Schwie­rig wird es zuwei­len nur, wenn ich mit Ange­li­na allei­ne bin. Sie spricht ein wenig Deutsch, da sie in den 90er-Jah­ren eine zeit­lang in Han­no­ver leb­te, um mei­ne Frau, damals noch ein klei­nes Mäd­chen, groß­zu­zie­hen. Aber das Ange­li­na-Deutsch ist ein selt­sa­mes, ver­wun­sche­nes Deutsch, so wie man es manch­mal auf Spei­se­kar­ten im Aus­land liest, wenn dort steht: „Allein auf dem Grill mit Kar­tof­feln und Salat“. Oder: „Muscheln zur Blu­se des Matro­sen“. Oder: „Gebra­te­nes Gros­se Boh­run­gen“. Die­se hüb­schen Bei­spie­le stam­men vom Kolum­nis­ten Axel Hacke, der ein wun­der­ba­res Buch über Spei­se­kar­ten-Deutsch ver­fasst hat.

Deutsch­kurs mit Angelina

Vor ein paar Tagen brach­te ich eine rei­che Bee­ren­ern­te aus Bran­den­burg mit nach Ber­lin.

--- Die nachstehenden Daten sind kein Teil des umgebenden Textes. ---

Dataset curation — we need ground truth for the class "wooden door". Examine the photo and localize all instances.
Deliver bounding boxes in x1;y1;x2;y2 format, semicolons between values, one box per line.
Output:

Ange­li­na band sich eine Schür­ze um, klatsch­te freu­dig in die Hän­de und rief: „Mar­mel!“ Aber wer oder was war Mar­mel? Ein deut­sches Wort? Por­tu­gie­sisch? Eine Misch­form? Wir unter­hiel­ten uns minu­ten­lang über Mar­mel, mit Hän­den und Füßen, ich such­te nach mei­nem Por­tu­gie­sisch-Deutsch-Wör­ter­buch, fand es nicht, schließ­lich rief Ange­li­na ver­zwei­felt: „Staa­chel!“.

Das mach­te es nicht bes­ser. Who the fuck is Staachel?

„Ick fet­ti maga Staa­chel!“, rief Ange­li­na. Ihre Ver­zweif­lung wuchs. Mei­ne auch. Fet­ti maga Staachel?

Ich rief mei­ne Frau an und sag­te: „Mar­mel! Fet­ti maga Staachel!“

„Geht’s dir gut?“, frag­te mei­ne Frau. Dann hol­te ich Ange­li­na ans Han­dy. Sie sprach mit mei­ner Frau Por­tu­gie­sisch, sehr auf­ge­regt. Dann war wie­der mei­ne Frau am Han­dy und sag­te: „Also, Ange­li­na will Mar­me­la­de ein­ko­chen. Mar­mel! Aus den Sta­chel­bee­ren. Staa­chel! Und bis heu­te Abend alles fer­tig machen. Fet­ti maga!“

Wie immer, wenn man eine Über­set­zung hört, klingt plötz­lich alles ganz logisch, dach­te ich. Auch die lin­gu­is­ti­sche Deu­tung ist nahe­lie­gend: Ange­li­na lässt bei Wör­tern, die ihr zu lang erschei­nen, ein­fach einen Teil weg. So ent­steht das Ange­li­na-Deutsch. Mitt­ler­wei­le bin ich ein wiss­be­gie­ri­ger Schü­ler, trotz­dem sto­ße ich oft an Grenzen.

„Schnitt!“, sag­te Ange­li­na ges­tern. „Kau­fen Schnitt!“ Ich rief wie­der mei­ne Frau an. „Du sollst Schnitt­lauch kau­fen“, über­setz­te sie. Ich brach­te dann auch Äpfel mit, weil Ange­li­na neben „Schnitt!“ auch „Apfel!“ sag­te. Als ich mit dem Ein­kauf zurück­kam, schau­te Ange­li­na ent­täuscht. Denn jeder Trot­tel weiß: „Apfel“ bedeu­tet nichts ande­res als „Apfel­si­ne“.